Gekämpft hat Ott schon immer. Als kleines Kind kam sie mit ihren Eltern aus Polen ins Ruhrgebiet. Mit 15 machte sie erst ein Praktikum im Krankenhaus, dann eine Ausbildung bei den städtischen Kliniken in Dortmund. Zum Examen war sie hochschwanger mit ihrem Sohn, eine Tochter kam zwei Jahre später. Als der Vater sie und die Kinder kurz darauf verließ, schlug sich Ott als Alleinerziehende durch. Online lernte sie Michael aus Oberbreisig kennen, das liegt zwischen Koblenz und Bonn. Mit den Kindern zog sie zu ihm und fand einen Job in der ambulanten Altenpflege. Hier brach sie sich wenig später den Fuß.

Auto fahren, von Haus zu Haus humpeln, Treppen hoch und wieder runter, das ging erst mal nicht. „Aber meinen Kollegen Arbeit überlassen, das kann ich ganz schlecht.“ Also wurde Ott jeden Morgen mit dem Dienstwagen abgeholt, um Formulare und Abrechnungen im Büro zu bearbeiten. Erst übernahm sie die Rolle der Stellvertreterin. Als die Geschäftsführung ihren Vorgesetzten rausschmiss, leitete sie auf einmal einen ambulanten Pflegedienst in Oberbreisig. In wenig mehr als zwei Jahren von der Krankenschwester mit dem Aushilfsjob zur Chefin.

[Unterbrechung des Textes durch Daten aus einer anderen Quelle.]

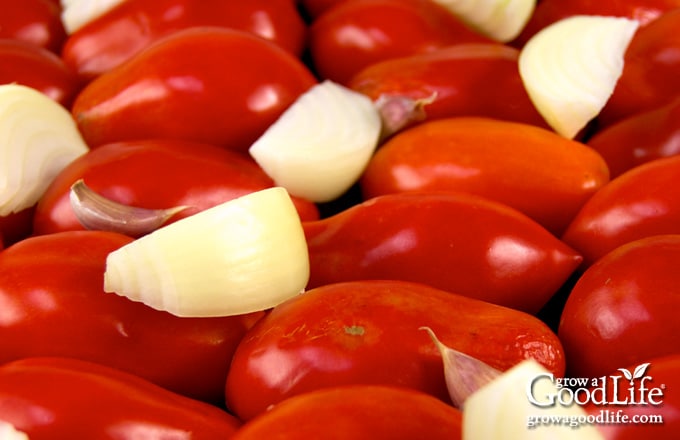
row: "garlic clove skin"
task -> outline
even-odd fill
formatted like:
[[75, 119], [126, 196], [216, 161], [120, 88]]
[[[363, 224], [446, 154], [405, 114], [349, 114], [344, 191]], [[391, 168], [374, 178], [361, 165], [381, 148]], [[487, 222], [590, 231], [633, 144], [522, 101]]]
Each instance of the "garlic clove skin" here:
[[201, 211], [109, 254], [104, 290], [183, 317], [265, 310], [309, 280], [302, 223], [268, 188]]
[[19, 431], [9, 422], [0, 420], [0, 439], [2, 440], [28, 440], [25, 432]]
[[536, 0], [435, 0], [482, 35], [500, 43], [519, 36]]
[[624, 17], [575, 15], [548, 25], [521, 49], [524, 87], [558, 134], [572, 139], [600, 113], [638, 26]]
[[35, 205], [89, 150], [71, 114], [33, 88], [0, 85], [0, 216]]
[[290, 194], [329, 202], [359, 179], [381, 131], [370, 98], [326, 80], [302, 94], [249, 153]]

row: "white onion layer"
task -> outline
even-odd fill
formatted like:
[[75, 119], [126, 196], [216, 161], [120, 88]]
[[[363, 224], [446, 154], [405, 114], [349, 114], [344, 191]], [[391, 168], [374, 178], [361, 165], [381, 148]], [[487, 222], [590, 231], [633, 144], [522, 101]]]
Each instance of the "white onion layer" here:
[[[577, 405], [539, 407], [532, 404], [528, 389], [533, 396], [553, 395], [558, 388], [553, 382], [542, 378], [534, 379], [548, 370], [538, 362], [522, 361], [496, 379], [477, 390], [465, 401], [463, 409], [463, 440], [603, 440], [604, 437], [594, 425], [583, 424], [578, 429], [563, 424], [540, 424], [551, 416], [563, 420], [585, 419], [585, 410]], [[533, 418], [539, 423], [528, 426]]]
[[0, 420], [0, 439], [2, 440], [28, 440], [26, 433], [19, 431], [9, 422]]
[[577, 15], [536, 33], [522, 48], [519, 71], [537, 110], [574, 138], [605, 106], [623, 71], [638, 22]]
[[106, 14], [124, 0], [61, 0], [61, 21], [67, 34], [72, 34]]
[[301, 293], [309, 255], [295, 205], [269, 188], [164, 226], [109, 254], [104, 290], [177, 316], [273, 307]]
[[30, 87], [0, 85], [0, 216], [33, 206], [87, 151], [68, 110]]
[[249, 152], [291, 194], [328, 202], [359, 179], [381, 127], [370, 98], [324, 81], [302, 94]]
[[536, 0], [435, 1], [470, 27], [501, 43], [514, 40], [536, 8]]

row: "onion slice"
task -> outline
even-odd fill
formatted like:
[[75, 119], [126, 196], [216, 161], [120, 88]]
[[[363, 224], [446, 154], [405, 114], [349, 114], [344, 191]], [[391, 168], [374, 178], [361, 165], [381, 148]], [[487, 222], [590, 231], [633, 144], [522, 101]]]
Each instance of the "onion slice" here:
[[309, 280], [302, 223], [273, 187], [183, 218], [109, 254], [104, 290], [176, 316], [271, 308]]
[[69, 199], [76, 218], [87, 229], [111, 231], [141, 237], [160, 228], [163, 223], [188, 206], [147, 209], [123, 205], [97, 194], [83, 179], [71, 185]]
[[328, 202], [359, 179], [381, 128], [370, 98], [326, 80], [302, 94], [249, 152], [290, 194]]
[[0, 420], [0, 439], [2, 440], [28, 440], [25, 432], [19, 431], [9, 422]]
[[[531, 403], [530, 392], [542, 400], [558, 392], [552, 381], [542, 377], [548, 374], [535, 360], [525, 360], [470, 395], [463, 409], [463, 440], [603, 440], [594, 425], [569, 427], [569, 420], [586, 419], [587, 413], [579, 405], [543, 407]], [[555, 422], [558, 417], [566, 420], [566, 425]], [[535, 425], [529, 426], [532, 421]]]
[[72, 34], [109, 12], [124, 0], [61, 0], [61, 21]]
[[514, 40], [529, 22], [536, 0], [435, 0], [492, 40]]
[[574, 138], [605, 106], [623, 72], [639, 23], [623, 17], [576, 15], [553, 23], [519, 54], [524, 86], [546, 122]]
[[0, 85], [0, 216], [35, 205], [87, 151], [68, 110], [33, 88]]
[[442, 356], [446, 388], [457, 408], [463, 408], [471, 394], [502, 374], [485, 362], [443, 344], [431, 328], [421, 327], [421, 330], [430, 335]]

Bei einer Prüfung schaut sich der MDK 45 Minuten lang die Papiere und zehn Minuten lang den Bewohner an. – Monika Ott, Krankenpflegerin

Für Monika Ott kam damals alles auf einmal. Sie leitete eine Dienststelle mit Pflege, Hausnotruf und Essen auf Rädern. Zu den 40 Stunden Vollzeit in der Woche notierte Ott jede Woche zehn bis 15 Überstunden. Ihr Sohn war gerade eingeschult, die Tochter im letzten Kindergartenjahr. Zu Hause pflegte sie noch die Schwiegermutter. Und zweimal in der Woche ließ sie sich abends zur Pflegedienstleitung weiterbilden. Irgendwann wurde Ott klar: So geht es nicht.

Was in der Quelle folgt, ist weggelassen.